Anecdotal reports of the clusterheads' use of hallucinogens attracted the interest of John Halpern of Harvard Medical School in Massachusetts. Spurred on by the suicide of a colleague who suffered from CH, Halpern and colleague Andrew Sewell interviewed 53 people who had self-medicated with the hallucinogen therapy. The survey results suggested that there was something to Flash's idea after all. The pair published their results in the respected journal Neurology, and Halpern has now submitted a protocol for a Phase-I clinical trial to the university's Institutional Review Board.

"It is a life-or-death situation for some of these patients," Halpern says. "A number of neurologists would express interest [in the subject] and then walk away due to the complications with doing research with Schedule-I substances," drugs classified in the US as having high potential for abuse. But Halpern is also conducting a study at Harvard into the therapeutic effects of MDMA on anxiety in terminal cancer patients, and already had permission to use Schedule-I substances; he decided to pursue the matter himself.

"The benefits clearly outweigh the risks," says Halpern. "This is a seriously debilitating condition... Your jaw drops at what people go through, the torture they go through just to get properly diagnosed. Many people do OK using conventional medication, but we have a moral obligation to those people that are treatment-resistant."

There are serious obstacles to psychedelics ever becoming legitimate medicines. Taking the drugs over a long time can pose a real risk to mental well-being, such as triggering psychosis. Distributing the drugs could also prove difficult, though in the US there are systems to administer some abusable drugs - including GHB (gamma-hydroxybutyric acid), a treatment for narcolepsy - to registered users.

The largest obstacle might be getting the pharmaceutical companies on board. The patient population is relatively small, and psilocybin and LSD are not patentable. Besides, according to IMS Health data, annual sales of sumatriptan succinate tablets in the US over 2006/07 were $950m. Why spend millions developing a risky drug with a poor reputation that would negate the need for regular purchases?

Some leading neurologists still doubt that the technique has potential; to many in the CH community, however, Flash is a hero. But for now, like many of his fellow self-medicators, he chooses to remain anonymous, fearful that his exploits with drugs might stigmatise him in the business community, where he is co-director of a company with over 100 employees. "Some people think that this cure is not palatable," he says. "But I don't think you get multiple chances with something like this. This is the best treatment we have."

Headaches from hell

Cluster headaches are a rare and severe form of headache, affecting around one in a thousand people.

There are two forms of cluster headache: episodic, which affects 90 per cent of sufferers, and chronic.

Episodic cluster headaches occur once or twice daily throughout active periods, but then not at all during the weeks, months or years between those periods. Sufferers of chronic cluster headaches endure up to nine attacks each day.

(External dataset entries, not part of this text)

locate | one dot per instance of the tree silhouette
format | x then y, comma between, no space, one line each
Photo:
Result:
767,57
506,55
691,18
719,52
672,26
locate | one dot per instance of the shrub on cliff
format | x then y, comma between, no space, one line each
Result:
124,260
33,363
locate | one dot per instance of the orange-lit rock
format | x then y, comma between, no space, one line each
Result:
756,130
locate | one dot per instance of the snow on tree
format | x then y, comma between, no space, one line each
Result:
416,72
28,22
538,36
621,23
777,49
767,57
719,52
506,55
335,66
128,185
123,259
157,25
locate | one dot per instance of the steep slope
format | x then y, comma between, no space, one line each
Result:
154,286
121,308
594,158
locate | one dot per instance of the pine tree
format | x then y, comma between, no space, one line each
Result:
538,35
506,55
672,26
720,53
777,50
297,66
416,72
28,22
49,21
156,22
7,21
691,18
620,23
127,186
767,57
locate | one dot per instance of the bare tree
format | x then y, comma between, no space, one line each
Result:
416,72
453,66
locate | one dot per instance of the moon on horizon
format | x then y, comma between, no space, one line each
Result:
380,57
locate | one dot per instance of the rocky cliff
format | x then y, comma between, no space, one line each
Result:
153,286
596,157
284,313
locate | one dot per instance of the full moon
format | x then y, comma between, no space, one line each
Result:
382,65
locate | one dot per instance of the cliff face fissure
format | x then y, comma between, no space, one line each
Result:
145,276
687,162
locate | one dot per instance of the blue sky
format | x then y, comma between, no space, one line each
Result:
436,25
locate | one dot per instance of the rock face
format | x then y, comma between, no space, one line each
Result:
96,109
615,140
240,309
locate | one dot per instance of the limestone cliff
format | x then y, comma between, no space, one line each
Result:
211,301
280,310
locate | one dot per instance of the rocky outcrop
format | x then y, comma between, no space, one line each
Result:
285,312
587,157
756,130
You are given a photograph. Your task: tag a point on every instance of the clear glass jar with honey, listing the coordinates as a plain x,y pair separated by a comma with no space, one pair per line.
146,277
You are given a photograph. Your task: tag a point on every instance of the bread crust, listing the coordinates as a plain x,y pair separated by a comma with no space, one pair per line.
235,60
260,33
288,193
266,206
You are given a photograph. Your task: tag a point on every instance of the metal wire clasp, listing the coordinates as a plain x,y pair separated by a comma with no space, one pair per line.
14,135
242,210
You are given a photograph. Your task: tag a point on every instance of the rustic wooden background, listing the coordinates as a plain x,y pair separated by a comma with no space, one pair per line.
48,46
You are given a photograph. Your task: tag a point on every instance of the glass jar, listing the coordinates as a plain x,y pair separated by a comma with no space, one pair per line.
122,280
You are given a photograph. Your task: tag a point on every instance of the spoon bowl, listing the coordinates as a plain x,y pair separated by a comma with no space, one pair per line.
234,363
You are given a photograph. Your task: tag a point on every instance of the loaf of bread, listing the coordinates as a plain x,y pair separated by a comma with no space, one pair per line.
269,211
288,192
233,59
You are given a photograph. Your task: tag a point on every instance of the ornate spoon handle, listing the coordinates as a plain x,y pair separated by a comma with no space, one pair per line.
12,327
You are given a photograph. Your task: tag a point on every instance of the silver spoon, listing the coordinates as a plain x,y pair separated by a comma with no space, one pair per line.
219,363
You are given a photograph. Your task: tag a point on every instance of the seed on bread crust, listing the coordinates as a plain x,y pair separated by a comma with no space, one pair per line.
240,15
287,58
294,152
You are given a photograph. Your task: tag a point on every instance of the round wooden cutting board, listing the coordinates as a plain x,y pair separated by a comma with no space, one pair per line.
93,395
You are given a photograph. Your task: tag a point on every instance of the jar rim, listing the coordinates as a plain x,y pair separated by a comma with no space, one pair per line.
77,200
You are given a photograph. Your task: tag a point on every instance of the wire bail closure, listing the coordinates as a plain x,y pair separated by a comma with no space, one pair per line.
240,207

The pain is centred around the eye socket and temple, and is so severe that the neurological disease is sometimes known as "suicide headaches", because many chronic sufferers eventually kill themselves. The condition has also been dubbed "alarm clock headaches" because of the precise regularity of attacks.

The causes are unknown, and treatment varies widely according to the patient. Over-the-counter painkillers are ineffective. Methods that have worked for some people include hot showers, caffeine, drinking lots of water, vigorous exercise, and even orgasm.